Next time you sit down for a meal at a restaurant, pay attention to your body language, eye contact and even what you are wearing. More and more servers are being trained to watch for the signs you are sending all in an effort to give you the best service possible.
At a Chili’s in Lewisville, Texas, all of the servers have gone through a training program developed by Mandy Monk and others at the Metroplex based Brinker International, which owns Chili’s. Monk said serving has come a long way.
“It was a script that was read whether it was answering the phone or it was talking to a guest in person, it was, ‘Hi, my name is John, how can I help you, blah, blah, blah,’” said Monk.
Now servers are trained how to read a table starting with how the customer was dressed.
“So, if they are in a suit and they have a briefcase and they look like they are getting ready to have a meeting, then they’ll focus on, ‘OK, is this person going to be here for a while?’” Monk told CW 33 News.
Servers try to determine if a customer wants a quick or a leisurely meal.
“It’s really looking at their body language. Are they reaching for the menu right off the bat and really focused on the time, are they looking at their watch? So they are really going to be looking at a lot of different things,” said Monk.
Charlotte Holloway has been a Chili’s server for two and a half years. She said through body language she was able to tell that while her first table was polite, they mostly wanted to keep to themselves.

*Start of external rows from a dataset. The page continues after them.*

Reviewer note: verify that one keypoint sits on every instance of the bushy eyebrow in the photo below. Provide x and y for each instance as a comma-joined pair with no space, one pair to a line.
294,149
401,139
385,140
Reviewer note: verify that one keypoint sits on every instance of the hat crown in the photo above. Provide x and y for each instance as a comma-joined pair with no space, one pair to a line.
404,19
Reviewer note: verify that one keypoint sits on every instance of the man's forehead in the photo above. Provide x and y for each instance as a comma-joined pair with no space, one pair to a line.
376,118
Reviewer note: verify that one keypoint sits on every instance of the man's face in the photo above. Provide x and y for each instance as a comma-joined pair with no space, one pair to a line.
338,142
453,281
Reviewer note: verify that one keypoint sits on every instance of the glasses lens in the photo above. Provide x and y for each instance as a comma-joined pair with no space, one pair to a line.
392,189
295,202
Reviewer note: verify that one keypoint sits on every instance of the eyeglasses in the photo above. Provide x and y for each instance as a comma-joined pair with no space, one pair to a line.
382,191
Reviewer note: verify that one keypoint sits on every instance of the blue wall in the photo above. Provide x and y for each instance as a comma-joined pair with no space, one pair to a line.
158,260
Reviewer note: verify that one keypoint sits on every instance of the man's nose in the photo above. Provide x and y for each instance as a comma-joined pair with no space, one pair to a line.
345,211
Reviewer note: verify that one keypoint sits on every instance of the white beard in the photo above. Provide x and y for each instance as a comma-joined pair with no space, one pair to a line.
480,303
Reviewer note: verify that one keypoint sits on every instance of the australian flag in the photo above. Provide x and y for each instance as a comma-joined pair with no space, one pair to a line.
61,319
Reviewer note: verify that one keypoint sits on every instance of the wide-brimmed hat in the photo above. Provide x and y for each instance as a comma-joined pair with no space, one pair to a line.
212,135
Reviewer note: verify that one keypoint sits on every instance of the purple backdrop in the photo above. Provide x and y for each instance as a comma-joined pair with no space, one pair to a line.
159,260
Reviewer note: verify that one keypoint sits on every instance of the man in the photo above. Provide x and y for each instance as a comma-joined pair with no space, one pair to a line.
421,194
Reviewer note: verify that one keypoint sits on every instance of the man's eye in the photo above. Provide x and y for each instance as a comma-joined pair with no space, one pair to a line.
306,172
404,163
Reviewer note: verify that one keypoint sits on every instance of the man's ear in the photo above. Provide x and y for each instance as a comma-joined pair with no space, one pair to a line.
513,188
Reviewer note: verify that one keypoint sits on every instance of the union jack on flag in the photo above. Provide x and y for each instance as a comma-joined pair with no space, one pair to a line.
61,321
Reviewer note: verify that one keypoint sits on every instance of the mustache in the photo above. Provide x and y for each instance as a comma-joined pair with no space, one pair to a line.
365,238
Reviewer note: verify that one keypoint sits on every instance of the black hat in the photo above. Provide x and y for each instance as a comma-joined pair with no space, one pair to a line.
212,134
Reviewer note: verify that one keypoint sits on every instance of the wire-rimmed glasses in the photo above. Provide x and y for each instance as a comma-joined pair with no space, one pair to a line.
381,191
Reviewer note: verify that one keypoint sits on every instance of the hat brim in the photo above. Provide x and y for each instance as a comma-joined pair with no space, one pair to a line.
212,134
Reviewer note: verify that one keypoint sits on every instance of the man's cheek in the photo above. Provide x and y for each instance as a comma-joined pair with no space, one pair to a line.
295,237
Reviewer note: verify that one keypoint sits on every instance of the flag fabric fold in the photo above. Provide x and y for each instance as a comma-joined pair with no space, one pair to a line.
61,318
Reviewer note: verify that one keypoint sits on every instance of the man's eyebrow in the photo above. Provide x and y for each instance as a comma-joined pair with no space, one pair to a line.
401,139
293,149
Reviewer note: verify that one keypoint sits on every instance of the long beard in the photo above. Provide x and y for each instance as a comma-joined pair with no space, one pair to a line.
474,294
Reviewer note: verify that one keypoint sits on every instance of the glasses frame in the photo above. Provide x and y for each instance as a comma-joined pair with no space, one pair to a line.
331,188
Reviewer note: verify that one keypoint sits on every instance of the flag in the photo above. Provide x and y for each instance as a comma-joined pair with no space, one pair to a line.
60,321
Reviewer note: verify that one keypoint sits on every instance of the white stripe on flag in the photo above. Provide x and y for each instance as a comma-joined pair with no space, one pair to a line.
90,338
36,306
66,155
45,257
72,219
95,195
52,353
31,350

“It’s just a lady and her son, possibly, and they were just having a nice lunch together,” said Holloway.
She said the second couple was not in as much of a rush.
“They were more friendly and outgoing and so they actually wanted to talk to me about things,” Holloway told CW 33 News.
Holloway said she changed her serving style to accommodate the feel of both tables. The management at Chili’s has bet that training servers how to read a table instead of reading a script would make the difference in their bottom line.
“Guests have choices, and with the economy today, they really have a whole lot of choices and they’re really thinking about how they are spending their money today,” said Monk.